SoHo Australia
- Country: Australia

Programming
- Language: English
- Picture format: 1080i HDTV (downscaled to 16:9 576i for the SDTV feed)
- Timeshift service: SoHo+2

Ownership
- Owner: Foxtel Networks
- Sister channels: Foxtel Networks channels

History
- Launched: 23 October 1995; 30 years ago
- Closed: 4 October 2016; 9 years ago
- Replaced by: Binge
- Former names: FX (1995-2003) W. (2003–2012)

Links
- Website: www.sohotv.com.au

= SoHo (Australian TV channel) =

SoHo was an Australian pay television channel. Originally launched as FX in 1995 and oriented towards classic programming, it was rebranded as W and shifted its focus to women's programming on 1 November 2003. Later, on 20 August 2012, it was again rebranded as SoHo and shifted its focus to drama television series.

The channel closed down on 4 October 2016, and was replaced by Binge.

==History==

The channel's second W. logo, as seen from 2004 to 2009

The third W. logo, as seen from 2009 to 2012

The channel's first logo (as SoHo), as seen from 2012 to 2015. This was also the original branding used by the New Zealand channel which SoHo is based on.

In 1995, FX, then stylised as fX, was launched in Australia on Foxtel, featuring classic TV series (often branded as "Golden Years of Television").

In late 1998 fX became FX, which at the time was a channel aimed at women, unlike the international FX channels demographic, featuring shows such as The View and Donny and Marie.

The channel became available on Austar in April 1999.

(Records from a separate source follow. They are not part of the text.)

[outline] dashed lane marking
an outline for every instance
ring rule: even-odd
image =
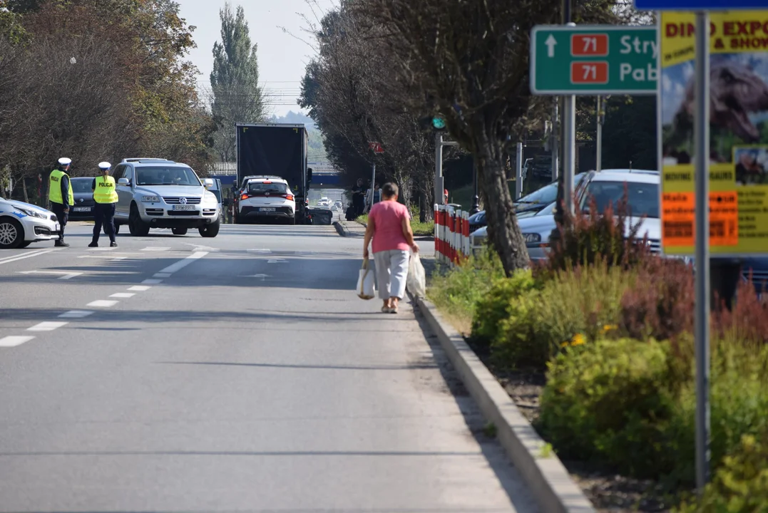
[[[12,257],[6,257],[5,258],[0,258],[0,265],[3,264],[10,264],[12,261],[16,261],[17,260],[24,260],[25,258],[31,258],[35,256],[40,256],[41,255],[45,255],[46,253],[52,253],[56,250],[55,249],[41,249],[36,252],[32,252],[31,253],[25,253],[24,255],[15,255]]]
[[[60,280],[71,280],[83,274],[69,271],[19,271],[18,272],[20,275],[58,275]]]
[[[61,319],[82,319],[93,314],[90,310],[70,310],[58,317]]]
[[[48,321],[46,322],[41,322],[40,324],[35,324],[31,327],[28,327],[27,331],[53,331],[62,326],[66,326],[69,323],[68,322],[55,322]]]
[[[110,301],[104,299],[100,299],[96,301],[91,301],[88,304],[88,306],[91,308],[108,308],[110,307],[114,307],[120,301]]]
[[[175,264],[171,264],[164,269],[161,269],[160,272],[174,273],[177,271],[180,271],[181,269],[184,268],[185,267],[194,262],[195,260],[199,260],[207,254],[208,252],[196,252],[192,255],[189,255],[188,257],[187,257],[186,258],[184,258],[184,260],[180,260]]]
[[[35,338],[34,337],[5,337],[0,338],[0,347],[15,347],[16,346],[20,346],[25,342],[28,342],[29,340]]]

In late 2000, FX was again rebranded, officially becoming "Australia's first TV channel for women".

It was relaunched as W. on 1 November 2003, shortly before digital broadcasting began. W. screened original Australian programming such as Beauty and the Beast, Love My Way, From Here to Maternity and Studio A with Simon Burke. It also had Pay-TV rights to many popular US primetime drama series such as Pushing Daisies and The Wire and repeats of many other series.

Antonia Kidman, sister of actress Nicole Kidman, was the face of the W. channel, for quite some time and has presented a few parenting and entertainment programs for this and other channels. W2, the timeshift channel broadcasting programs two hours later, was launched in September 2006. A website for the channel was also launched in September 2006.

W. underwent a transformation in April 2009, which included an updated logo (now simply W) and several new additions to the primetime line-up. W HD was launched on 15 November 2009, on both Austar and Foxtel.

In 2012, it was announced that SoHo was to broadcast the new Australian drama Wentworth, a re-imaging of the classic television show Prisoner. The series started airing on 1 May 2013.

The channel closed on 30 September 2016, with existing programs being moved to other channels. Most programs migrated to Showcase, with a handful of other titles moving to TVH!TS, Arena and FOX8.

==Programming==
===Original programming===
- Love My Way (2004 on FOX8, 2005 on W Channel, 2007 on Showcase)
- Beauty and the Beast (2005–2007)
- Spirited (2010–2011)
- Wentworth (2013–2016)
- A Place to Call Home (2013–2014 on Seven, 2015 on SoHo)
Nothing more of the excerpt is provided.